There is one common whipsaw trap during Markup. Small ranges, or Re-accumulation structures, often appear during the trend. These Re-accumulation ranges repeat Phases A through E on a shorter time frame. If you mistake Re-accumulation for the end of the trend and exit, you miss the largest part of the Markup. There are two criteria for distinguishing Re-accumulation: whether OBV continues to trend higher inside the range, and whether the price range stays above the prior LPS. If both conditions hold, the range is preparing the next leg.
The signal that Markup is ending mirrors the Phase A signature of Distribution, which we will cover in Part 3. Buying Climax (BC), Automatic Reaction (AR), and Secondary Test (ST) appear near the end of an uptrend. When these events are confirmed through candle signatures, they mark the end of Phase E and the beginning of Phase A in a new range.

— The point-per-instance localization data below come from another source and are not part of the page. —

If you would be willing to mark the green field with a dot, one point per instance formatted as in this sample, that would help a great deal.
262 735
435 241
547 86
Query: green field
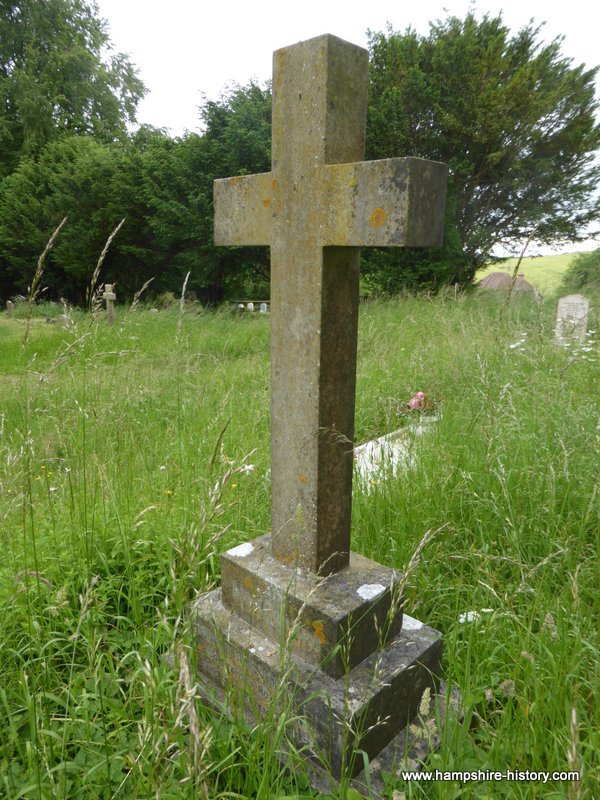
543 272
125 458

Three Common Traps in Phase Identification
- Trap 1: Treating Phase B range oscillation as an entry signal: The most common loss pattern is buying a small upward move or range-high test in the middle of Phase B after mistaking it for an SOS. An SOS refers only to a breakout above the range high after both the Spring and Test are complete. If a test of the range high lacks volume, it is only range noise.
- Trap 2: Entering a range that moves into Phase D without a Spring: Not every Accumulation structure must have a Spring, but a range that breaks above resistance without one has a clearly lower-quality Phase D setup. A breakout that has not shown evidence of absorbing the last supply has a higher chance of becoming a false breakout. For ranges without a Spring, entries should require an extra layer of confirmation.
- Trap 3: Entering before the LPS candle closes: The key to an LPS entry is the event of a close above the range high. If you enter while the candle is still forming simply because price is near the range high, that candle can easily close back below the range high, triggering an immediate stop-out.
Two Ways to Improve Phase Diagnosis
Measure the Cause width with a P&F chart. Wyckoff’s original method converts the time width of the range into a vertical price objective. The horizontal count on a P&F chart represents the size of the Cause built inside the range, and adding that count above the range high produces a candidate target. An 11-week Phase B and a 4-week Phase B may show the same Spring and SOS signatures, but their reachable targets are clearly different. Adding P&F analysis helps you identify Phase E exit areas earlier.
Confirm the accumulation area with Volume Profile. If the POC, or Point of Control, in the range sits in the upper half of the range, it reinforces the idea that accumulation took place higher in the structure. If it sits in the lower half, you also need to consider the possibility that distribution is underway. If OBV shows accumulation through time, Volume Profile shows accumulation by price. Used together, the two tools filter out another layer of false positives in phase identification.